Key research themes
1. How can Economic Order Quantity models incorporate deterioration, imperfect quality, and environmental emission considerations to optimize sustainable inventory decisions?
This research theme explores extensions of the classical EOQ model to accommodate real-world complexities such as item deterioration, imperfect quality, and environmental impact through emission costs. These factors are crucial for industries managing perishable goods or facing sustainability pressures, aiming to balance cost, quality, and ecological concerns in inventory management.
2. How do inventory demand dependencies, such as stock-level, price, temporal factors, and item interrelationships, affect optimal EOQ policies for perishable and growing items?

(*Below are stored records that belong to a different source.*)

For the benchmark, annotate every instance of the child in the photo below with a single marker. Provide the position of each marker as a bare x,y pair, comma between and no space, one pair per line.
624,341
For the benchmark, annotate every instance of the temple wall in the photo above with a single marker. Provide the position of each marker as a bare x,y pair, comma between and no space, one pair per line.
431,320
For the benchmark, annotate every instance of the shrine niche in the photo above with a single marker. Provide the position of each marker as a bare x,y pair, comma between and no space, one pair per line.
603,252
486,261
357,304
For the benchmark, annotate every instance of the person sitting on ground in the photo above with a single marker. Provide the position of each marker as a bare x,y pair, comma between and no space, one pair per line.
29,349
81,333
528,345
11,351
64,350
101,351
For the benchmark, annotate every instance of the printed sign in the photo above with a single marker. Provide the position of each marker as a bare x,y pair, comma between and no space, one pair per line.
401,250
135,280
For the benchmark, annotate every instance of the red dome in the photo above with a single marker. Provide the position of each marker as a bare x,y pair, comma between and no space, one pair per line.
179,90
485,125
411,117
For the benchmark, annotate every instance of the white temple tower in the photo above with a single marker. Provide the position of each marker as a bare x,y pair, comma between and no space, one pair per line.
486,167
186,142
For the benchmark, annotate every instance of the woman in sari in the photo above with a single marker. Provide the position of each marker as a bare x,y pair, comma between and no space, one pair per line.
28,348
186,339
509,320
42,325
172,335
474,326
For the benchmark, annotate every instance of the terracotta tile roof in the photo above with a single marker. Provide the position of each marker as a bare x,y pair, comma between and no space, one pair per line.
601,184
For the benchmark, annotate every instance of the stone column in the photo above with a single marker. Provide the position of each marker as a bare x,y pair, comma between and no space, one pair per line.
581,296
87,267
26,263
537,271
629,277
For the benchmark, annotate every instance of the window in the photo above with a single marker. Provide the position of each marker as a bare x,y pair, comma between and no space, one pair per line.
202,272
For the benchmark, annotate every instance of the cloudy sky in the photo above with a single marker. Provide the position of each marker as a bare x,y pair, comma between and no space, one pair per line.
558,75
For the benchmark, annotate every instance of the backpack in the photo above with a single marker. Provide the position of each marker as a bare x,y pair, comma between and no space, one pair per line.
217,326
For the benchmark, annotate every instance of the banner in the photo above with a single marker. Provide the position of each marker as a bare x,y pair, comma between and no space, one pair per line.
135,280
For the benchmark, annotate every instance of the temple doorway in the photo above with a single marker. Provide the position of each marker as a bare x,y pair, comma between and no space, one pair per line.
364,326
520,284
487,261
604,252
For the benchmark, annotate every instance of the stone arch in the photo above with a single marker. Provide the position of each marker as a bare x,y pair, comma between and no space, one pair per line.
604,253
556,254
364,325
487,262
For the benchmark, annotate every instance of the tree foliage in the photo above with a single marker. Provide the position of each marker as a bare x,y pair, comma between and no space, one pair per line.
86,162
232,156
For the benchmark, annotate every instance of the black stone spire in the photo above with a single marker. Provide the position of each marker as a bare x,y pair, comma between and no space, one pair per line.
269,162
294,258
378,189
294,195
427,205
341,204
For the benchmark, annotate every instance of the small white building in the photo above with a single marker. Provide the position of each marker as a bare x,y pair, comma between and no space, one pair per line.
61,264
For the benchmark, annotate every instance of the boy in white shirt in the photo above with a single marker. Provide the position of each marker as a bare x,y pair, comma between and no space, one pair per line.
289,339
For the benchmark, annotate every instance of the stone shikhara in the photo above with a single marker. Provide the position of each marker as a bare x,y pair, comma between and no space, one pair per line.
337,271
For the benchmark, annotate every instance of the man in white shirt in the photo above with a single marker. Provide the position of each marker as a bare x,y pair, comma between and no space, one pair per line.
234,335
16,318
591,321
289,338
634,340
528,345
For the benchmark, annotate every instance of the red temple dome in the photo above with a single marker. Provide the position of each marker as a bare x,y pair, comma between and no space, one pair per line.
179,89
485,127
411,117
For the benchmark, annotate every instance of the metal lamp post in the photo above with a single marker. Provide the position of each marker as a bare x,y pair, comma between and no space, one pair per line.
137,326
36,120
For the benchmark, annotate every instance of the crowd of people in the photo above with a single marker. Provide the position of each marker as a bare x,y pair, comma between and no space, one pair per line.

This theme centers on how EOQ models are extended to account for demand that depends dynamically on inventory levels, selling prices, time, and relationships between products like complements and substitutes. Perishable and growing items are especially sensitive to these factors, requiring models that can capture complex demand dependencies to derive ordering and pricing policies that optimize profitability and operational efficiency.
3. What advanced decision-making and optimization methods can improve EOQ modeling under uncertainty, fuzzy environments, and supply disruptions?
This theme focuses on methodological advances and their application to EOQ models addressing uncertainty in parameters through fuzzy reasoning, handling supply chain disruptions such as spare parts shortages, and incorporating financial complexities like compound interest. These approaches seek to deliver more robust, realistic inventory policies accommodating uncertain or complex real-world conditions.